Schremp chafing on bench

JIM CRESSMAN -- London Free Press

, Last Updated: 12:08 PM ET

GRAND FORKS, N.D. -- Dan Fritsche knows how Rob Schremp feels right now. Fritsche went through this last year with the U.S. team at the world junior hockey championship -- sitting on the bench after spending the first 2 1/2 months of the season in the NHL with the Columbus Blue Jackets.

Schremp came to the 2005 world juniors leading the OHL in goals with 26, and power-play goals with 15, while sitting third overall with 51 points for the London Knights.

But here he's the 13th forward.

Saturday night, in the defending champions' opener against Russia, Schremp got two shifts, both on power plays, and scored on his first at 3:15 of the second period.

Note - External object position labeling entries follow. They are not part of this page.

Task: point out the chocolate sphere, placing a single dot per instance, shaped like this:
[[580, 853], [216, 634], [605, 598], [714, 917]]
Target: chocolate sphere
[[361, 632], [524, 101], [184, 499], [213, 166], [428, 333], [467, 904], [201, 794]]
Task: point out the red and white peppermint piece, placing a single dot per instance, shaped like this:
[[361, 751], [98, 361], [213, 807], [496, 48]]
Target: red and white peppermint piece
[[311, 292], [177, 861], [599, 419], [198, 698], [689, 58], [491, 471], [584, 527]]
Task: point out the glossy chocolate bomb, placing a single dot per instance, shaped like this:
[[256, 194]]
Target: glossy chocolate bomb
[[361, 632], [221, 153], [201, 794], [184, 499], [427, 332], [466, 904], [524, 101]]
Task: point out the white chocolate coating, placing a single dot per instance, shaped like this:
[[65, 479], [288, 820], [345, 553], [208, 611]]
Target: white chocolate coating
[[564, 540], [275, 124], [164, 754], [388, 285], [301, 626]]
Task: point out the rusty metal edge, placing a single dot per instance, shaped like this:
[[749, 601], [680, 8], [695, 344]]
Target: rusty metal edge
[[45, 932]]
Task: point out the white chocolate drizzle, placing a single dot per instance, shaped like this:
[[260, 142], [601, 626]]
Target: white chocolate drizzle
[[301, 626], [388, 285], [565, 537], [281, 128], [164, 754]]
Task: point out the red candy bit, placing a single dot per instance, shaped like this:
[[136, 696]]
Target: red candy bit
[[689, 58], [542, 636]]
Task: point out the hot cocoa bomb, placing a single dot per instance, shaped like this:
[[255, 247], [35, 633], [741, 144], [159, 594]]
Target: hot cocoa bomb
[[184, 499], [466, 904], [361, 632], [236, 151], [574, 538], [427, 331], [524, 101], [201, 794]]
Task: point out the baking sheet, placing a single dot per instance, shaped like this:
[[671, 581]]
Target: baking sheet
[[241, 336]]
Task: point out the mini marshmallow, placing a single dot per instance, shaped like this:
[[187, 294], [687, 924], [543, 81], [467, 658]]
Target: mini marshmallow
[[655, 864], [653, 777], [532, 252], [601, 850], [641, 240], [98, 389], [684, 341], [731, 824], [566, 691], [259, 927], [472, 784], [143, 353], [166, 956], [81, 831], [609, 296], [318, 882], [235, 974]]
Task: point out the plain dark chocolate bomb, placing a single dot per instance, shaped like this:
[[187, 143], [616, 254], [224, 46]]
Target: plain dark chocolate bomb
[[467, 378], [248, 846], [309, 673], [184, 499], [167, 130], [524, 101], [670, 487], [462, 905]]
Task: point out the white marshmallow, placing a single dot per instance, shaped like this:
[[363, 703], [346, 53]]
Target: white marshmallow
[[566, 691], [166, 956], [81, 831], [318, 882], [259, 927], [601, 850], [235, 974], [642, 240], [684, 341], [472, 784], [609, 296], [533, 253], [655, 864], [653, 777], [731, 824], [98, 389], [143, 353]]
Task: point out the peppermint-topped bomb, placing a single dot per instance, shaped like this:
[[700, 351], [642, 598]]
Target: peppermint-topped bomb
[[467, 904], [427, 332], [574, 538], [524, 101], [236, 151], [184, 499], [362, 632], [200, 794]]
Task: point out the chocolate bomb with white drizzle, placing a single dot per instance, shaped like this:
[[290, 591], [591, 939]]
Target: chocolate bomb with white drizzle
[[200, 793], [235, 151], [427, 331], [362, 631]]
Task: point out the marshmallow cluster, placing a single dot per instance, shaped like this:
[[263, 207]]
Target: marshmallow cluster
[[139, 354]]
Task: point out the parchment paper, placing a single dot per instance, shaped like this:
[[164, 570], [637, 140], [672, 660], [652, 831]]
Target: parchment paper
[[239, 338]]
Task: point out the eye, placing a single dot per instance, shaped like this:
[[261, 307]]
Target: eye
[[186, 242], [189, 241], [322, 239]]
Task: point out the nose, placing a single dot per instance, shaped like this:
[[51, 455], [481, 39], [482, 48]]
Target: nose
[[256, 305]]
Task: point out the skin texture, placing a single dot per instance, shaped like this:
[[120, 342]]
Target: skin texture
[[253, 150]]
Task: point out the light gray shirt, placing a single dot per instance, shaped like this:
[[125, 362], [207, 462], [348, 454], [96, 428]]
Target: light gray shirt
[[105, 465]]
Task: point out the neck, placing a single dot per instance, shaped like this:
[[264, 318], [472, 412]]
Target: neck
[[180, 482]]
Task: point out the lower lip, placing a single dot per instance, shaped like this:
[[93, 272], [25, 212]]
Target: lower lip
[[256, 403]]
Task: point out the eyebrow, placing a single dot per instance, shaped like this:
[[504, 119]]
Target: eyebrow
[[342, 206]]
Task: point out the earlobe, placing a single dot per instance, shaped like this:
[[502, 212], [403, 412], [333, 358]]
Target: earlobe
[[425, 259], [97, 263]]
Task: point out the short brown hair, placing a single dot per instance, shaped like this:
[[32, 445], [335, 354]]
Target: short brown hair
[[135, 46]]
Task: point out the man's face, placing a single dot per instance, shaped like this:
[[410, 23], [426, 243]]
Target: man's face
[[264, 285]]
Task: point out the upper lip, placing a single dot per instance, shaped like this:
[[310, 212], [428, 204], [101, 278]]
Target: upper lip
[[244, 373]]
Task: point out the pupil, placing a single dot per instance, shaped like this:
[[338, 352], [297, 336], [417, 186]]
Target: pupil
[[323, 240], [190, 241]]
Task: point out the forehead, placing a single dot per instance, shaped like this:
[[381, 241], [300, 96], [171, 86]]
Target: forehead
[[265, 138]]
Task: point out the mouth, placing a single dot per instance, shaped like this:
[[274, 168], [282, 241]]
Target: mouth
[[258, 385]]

The U.S. won 5-4 with Fritsche, of the Sarnia Sting, scoring twice. It was a huge victory for the Americans as Russia is likely their toughest opponent in the round-robin, where a first-place finish will mean a bye to the semifinals.

But Schremp, like any player his calibre, wants to play a role and it's easy to see he's not pleased.

"It's tough when you're not on a line, so I'm just filling in on different drills," he said after yesterday's practice.

"It's an honour to be here, but it's tough not playing much. But it's happened before (benched by Knights coach Dale Hunter during last season's Western Conference final), so I know how to deal with it.

"All I can do is work hard in practice and hopefully take advantage of my opportunities. The coaches know what it takes to get there (the championship), so I just trust their leadership and hopefully they're doing the right thing."

Schremp was among the final 10 players the U.S. named to its roster, but even then apparently there was much debate within USA Hockey over his inclusion.

U.S. head coach Scott Sandelin, with the University of Minnesota-Duluth, is using Chris Bourque, son of former NHLer Ray Bourque, ahead of Schremp on the power play and Bourque has only three goals at Boston University.

"Coming in here we felt Robbie could be a power-play guy for us and right now that's kind of his role," Sandelin said. 'That certainly could change throughout the tournament, but right now he's going to be on that power play and hopefully he's going to keep contributing.

"It's only the first game. It's a long tournament. He's got to continue to stay focused on what he needs to do. Like every player, they want to play, but every guy has a role and right now he has to accept that, as do other players.

"That role can change as the tournament goes on. We brought him here because we know he's a special player on the power play. He'll get his opportunities."

Fritsche was in a similar situation last season, playing on the fourth at the beginning, then his ice time increased.

"Everyone knows Robbie is a heck of a great player and I think as the tournament goes on he'll see a little more ice time, but that's up to the coaches," Fritsche said.

"He understands he's going to get his shot and he's being great about it right now. He goes out there there and pops a goal on his first shift.

"He's a really good kid and we're going to need him in this tournament. Last year, using me as an example, I came right from the NHL and I thought I was going to have a big role on the team, but that didn't really happen.

"With Robbie leading the OHL in goals, he would think and everyone would think he'd have a much bigger role.

"Last year I knew I just had to do whatever I could and I didn't want to cause any chaos. You just do what you're told.

"Right now Robbie's being a good sport about it. He's not saying much."